PHARMACOLOGICAL MANAGEMENT

Co-occurring behavioural symptoms and mental health disorders are common in children with ASD. In most cases, medication use should only be considered when nonpharmacological strategies have been exhausted, and they should always be used in combination with behavioural interventions for children with ASD. Sometimes, starting a medication while awaiting access to services may be necessary, but such decisions must be considered carefully on a case-by-case basis. Because children with ASD can experience more medication side effects than those without ASD, dosing should “start low (often lower than published recommendations), and go slow”. Strict monitoring for adverse effects and drug interactions is essential [28][31].

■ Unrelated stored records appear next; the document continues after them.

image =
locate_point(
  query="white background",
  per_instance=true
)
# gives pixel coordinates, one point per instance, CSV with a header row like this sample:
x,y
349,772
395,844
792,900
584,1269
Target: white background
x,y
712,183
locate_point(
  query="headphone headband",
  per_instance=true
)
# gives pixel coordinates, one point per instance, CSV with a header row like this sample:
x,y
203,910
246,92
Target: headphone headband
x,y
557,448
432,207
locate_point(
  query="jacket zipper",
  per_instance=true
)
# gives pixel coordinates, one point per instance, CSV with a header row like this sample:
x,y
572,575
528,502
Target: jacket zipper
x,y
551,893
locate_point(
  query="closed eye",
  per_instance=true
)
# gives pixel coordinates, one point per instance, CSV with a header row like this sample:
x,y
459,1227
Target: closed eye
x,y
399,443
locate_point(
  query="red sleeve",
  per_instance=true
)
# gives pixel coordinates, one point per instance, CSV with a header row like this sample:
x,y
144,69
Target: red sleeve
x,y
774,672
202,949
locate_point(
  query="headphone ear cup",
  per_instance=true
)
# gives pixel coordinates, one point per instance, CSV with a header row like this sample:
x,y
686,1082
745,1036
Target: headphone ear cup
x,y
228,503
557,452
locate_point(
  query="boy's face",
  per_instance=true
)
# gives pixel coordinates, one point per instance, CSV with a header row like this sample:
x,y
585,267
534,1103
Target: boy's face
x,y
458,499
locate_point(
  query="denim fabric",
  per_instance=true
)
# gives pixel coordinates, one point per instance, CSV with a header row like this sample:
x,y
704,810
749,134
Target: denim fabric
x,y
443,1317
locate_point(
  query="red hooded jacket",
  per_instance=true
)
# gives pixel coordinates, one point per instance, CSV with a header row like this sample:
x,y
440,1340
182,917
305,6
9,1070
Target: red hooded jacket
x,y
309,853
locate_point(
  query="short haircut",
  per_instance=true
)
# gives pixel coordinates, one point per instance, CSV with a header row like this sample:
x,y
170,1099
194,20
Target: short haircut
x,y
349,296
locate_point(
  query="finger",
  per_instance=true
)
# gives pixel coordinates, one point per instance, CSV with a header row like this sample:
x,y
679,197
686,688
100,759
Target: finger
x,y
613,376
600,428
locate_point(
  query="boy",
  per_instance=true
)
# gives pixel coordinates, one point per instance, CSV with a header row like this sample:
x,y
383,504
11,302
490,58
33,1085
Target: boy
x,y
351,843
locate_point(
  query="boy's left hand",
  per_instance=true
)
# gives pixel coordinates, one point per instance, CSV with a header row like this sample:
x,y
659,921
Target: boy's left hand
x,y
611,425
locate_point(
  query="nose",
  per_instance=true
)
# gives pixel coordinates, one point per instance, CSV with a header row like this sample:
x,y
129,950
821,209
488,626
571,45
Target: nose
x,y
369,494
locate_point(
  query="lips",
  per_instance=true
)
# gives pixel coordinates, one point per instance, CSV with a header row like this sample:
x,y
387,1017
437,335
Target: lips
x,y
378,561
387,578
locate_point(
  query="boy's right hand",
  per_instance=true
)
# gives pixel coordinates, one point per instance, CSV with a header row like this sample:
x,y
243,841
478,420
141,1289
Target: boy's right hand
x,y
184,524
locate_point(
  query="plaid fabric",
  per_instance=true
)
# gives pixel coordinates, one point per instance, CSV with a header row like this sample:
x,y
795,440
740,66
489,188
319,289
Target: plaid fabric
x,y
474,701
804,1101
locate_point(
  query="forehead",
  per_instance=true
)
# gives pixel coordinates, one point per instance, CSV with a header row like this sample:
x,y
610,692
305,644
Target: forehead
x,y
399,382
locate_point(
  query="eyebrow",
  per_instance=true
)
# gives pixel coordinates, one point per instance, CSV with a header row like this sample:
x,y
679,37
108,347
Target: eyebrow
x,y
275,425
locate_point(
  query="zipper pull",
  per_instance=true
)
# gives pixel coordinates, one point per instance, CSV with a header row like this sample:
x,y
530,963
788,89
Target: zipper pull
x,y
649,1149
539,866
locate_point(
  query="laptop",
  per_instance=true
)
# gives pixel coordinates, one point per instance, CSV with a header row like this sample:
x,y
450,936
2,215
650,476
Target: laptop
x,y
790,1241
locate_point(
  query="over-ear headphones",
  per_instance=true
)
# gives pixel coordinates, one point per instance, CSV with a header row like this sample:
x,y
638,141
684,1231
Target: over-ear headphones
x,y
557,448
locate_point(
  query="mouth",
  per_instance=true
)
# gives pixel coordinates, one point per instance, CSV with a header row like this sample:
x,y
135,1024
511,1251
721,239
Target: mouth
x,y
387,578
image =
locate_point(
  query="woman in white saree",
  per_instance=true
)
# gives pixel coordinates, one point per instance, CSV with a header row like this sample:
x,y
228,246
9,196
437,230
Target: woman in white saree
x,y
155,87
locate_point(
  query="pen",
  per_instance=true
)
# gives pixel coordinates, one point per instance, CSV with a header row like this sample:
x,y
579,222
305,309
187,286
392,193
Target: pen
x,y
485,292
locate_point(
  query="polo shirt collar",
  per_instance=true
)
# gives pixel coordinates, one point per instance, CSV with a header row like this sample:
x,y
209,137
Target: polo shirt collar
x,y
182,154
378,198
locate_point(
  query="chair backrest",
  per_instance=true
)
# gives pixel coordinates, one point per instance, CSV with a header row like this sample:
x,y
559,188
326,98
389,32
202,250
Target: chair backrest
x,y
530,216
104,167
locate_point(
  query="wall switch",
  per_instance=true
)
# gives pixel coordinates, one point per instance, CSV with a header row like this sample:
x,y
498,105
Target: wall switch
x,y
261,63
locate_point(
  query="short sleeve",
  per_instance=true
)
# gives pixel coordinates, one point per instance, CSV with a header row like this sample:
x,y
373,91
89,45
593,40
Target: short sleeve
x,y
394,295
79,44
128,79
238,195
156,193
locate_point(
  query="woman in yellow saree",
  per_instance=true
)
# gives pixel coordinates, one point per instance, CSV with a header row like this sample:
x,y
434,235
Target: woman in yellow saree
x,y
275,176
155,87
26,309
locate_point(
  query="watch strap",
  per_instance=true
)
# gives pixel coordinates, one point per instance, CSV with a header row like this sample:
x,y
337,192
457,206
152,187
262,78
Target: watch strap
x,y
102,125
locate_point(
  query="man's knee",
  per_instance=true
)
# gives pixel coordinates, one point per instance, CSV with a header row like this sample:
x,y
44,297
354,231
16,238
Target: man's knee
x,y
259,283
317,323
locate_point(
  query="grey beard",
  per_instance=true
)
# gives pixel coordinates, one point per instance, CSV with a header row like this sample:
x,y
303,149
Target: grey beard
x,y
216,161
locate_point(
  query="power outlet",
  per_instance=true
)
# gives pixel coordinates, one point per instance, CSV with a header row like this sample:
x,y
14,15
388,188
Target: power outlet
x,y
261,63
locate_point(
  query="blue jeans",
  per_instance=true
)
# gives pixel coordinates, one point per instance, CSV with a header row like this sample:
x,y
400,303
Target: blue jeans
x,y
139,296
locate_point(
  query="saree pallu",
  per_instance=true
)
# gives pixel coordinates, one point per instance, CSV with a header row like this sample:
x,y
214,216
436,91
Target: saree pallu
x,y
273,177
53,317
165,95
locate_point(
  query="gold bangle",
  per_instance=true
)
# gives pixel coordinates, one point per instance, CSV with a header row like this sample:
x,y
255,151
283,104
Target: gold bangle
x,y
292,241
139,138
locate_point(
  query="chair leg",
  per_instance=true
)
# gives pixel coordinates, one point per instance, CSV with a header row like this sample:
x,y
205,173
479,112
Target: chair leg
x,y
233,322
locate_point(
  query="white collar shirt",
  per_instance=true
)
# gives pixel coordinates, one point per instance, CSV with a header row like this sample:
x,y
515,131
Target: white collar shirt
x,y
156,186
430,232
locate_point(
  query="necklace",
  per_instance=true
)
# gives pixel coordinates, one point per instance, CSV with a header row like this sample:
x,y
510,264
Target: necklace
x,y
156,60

A comprehensive review of pharmacological options for managing challenging behaviours and mental health disorders is beyond the scope of this statement. However, a brief summary of some psycho-pharmacological medications currently in use is provided below, with recommended resources. Physicians are encouraged to review current guidelines when prescribing and monitoring psychotropic medications [28][31]. For complex cases, a child psychiatrist or developmental paediatrician should be consulted.

Challenging behaviours

For treating irritability and aggression in children with ASD who are 5 years of age and older, the Food and Drug Administration (FDA) in the USA has only approved two medications: risperidone and aripiprazole. Close monitoring for adverse effects, including weight gain, metabolic syndrome, extrapyramidal symptoms (e.g., muscle stiffness, tremors), and drowsiness is required [30]. Please also refer to the resources below.

Associated behavioural and mental health disorders

Anxiety

Debilitating anxiety can be treated with a cautious trial of a selective serotonin reuptake inhibitor (SSRI), such as fluoxetine or sertraline. Treatment-resistant children should be referred to a tertiary-care specialist [28][29][31].

ADHD

First-line treatment is with methylphenidate or another stimulant medication. Atomoxetine and alpha-2 adrenergic receptor agonists (e.g., clonidine or long-acting guanfacine) are appropriate alternatives, when combined with parent training in ADHD behavioural management [28][29][31].

Depression

Antidepressants, typically SSRIs, may be considered if depressive symptoms persist despite psychosocial interventions [28].

Sleep disturbances

Melatonin, when combined with appropriate sleep hygiene and behavioural modification strategies, appears to be effective in reducing sleep onset times and increasing sleep duration, but may not reduce nocturnal or early waking [2][32]. Side effects may include difficulty waking, daytime sleepiness, or enuresis.